Canada and the rest of the world are preparing for the fifth generation in mobile broadband which comes with promises of vastly superior connectivity including download and upload speeds between ten and 20 times faster than what’s available on current 4G networks.
But setting up the network and transmission points will include major capital expenditures for Canadian telcos.
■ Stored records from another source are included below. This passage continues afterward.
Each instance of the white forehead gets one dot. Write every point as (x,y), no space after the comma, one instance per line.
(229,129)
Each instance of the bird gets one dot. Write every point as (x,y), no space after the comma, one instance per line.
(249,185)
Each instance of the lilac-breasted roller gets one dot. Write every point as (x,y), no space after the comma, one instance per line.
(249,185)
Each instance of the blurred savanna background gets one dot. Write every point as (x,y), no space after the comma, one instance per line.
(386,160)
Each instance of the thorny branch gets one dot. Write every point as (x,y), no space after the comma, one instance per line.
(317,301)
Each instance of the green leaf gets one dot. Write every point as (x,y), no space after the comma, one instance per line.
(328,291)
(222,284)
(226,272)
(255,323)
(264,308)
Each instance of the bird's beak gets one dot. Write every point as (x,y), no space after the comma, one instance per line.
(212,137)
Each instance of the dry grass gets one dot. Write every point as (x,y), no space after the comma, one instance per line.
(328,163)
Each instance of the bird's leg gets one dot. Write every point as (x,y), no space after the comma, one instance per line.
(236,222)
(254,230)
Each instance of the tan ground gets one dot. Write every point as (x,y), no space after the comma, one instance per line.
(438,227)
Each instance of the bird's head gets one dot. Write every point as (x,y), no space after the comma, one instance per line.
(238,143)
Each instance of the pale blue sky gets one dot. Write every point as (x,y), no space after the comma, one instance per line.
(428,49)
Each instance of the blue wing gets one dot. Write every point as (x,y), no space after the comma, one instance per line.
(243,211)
Accounts vary, but a 2018 report by Accenture estimated that while 5G could add 250,000 permanent new jobs and $40 billion annually to Canada’s economy, deploying the infrastructure could cost as much as $26 billion for Canadian carriers.
And Cockfield says until the projected costs are clearly stated, investors should be wary of telecom companies, especially ones like Shaw who stand outside of the Big Three —BCE, Rogers and Telus— and could feel the impact of the 5G deployment more strongly.
“I really think that this is a question that should be asked a little more because 5G is going to be very expensive and I look at BCE and Shaw and think that BCE is probably better to absorb the cost,” said Cockburn, managing director and portfolio manager at Northland Wealth, who spoke to BNN Bloomberg on Friday.
“This is a big, big step that the companies are having to take and an expensive one. It’s a confusing situation,” he said.
“My view is that you probably stand back and wait and see,” said Cockburn. Canada’s telcos have trod different paths in 2019, an anomaly for names which often travel as a sector as investors take greater or lesser defensive positions. Where BCE and Telus showed good gains, the past 12 months have been less kind to Rogers, which will likely finish the year in the negative, and Shaw, which made modest gains but is still tracking within the same range that it has been for the past half-decade.
Ahead of Shaw’s quarterly numbers due in early January, the company’s fiscal fourth quarter in October delivered higher subscriber growth from Freedom Mobile which exceeded expectations with 90,7000 new customers. Revenue for the quarter was up marginally to $1.35 billion while Shaw’s profit sank from $0.38 per share last year to $0.32 per share.
“I read the various researcher reports and none of the ones on the big telecommunications companies have come forward with estimates on how much this is going to cost. So I’d be a little cautious about stepping into any of the communications stocks right at this time until I see a little more background on what the actual 5G cost is going to be,” Cockfield said.
“We’re going to 5G whether we want it or not because if we don’t, we’ll be behind the rest of the world. And it is a big step forward. The increase in efficiency has to happen. But the cost has to happen, as well, unfortunately,” he said.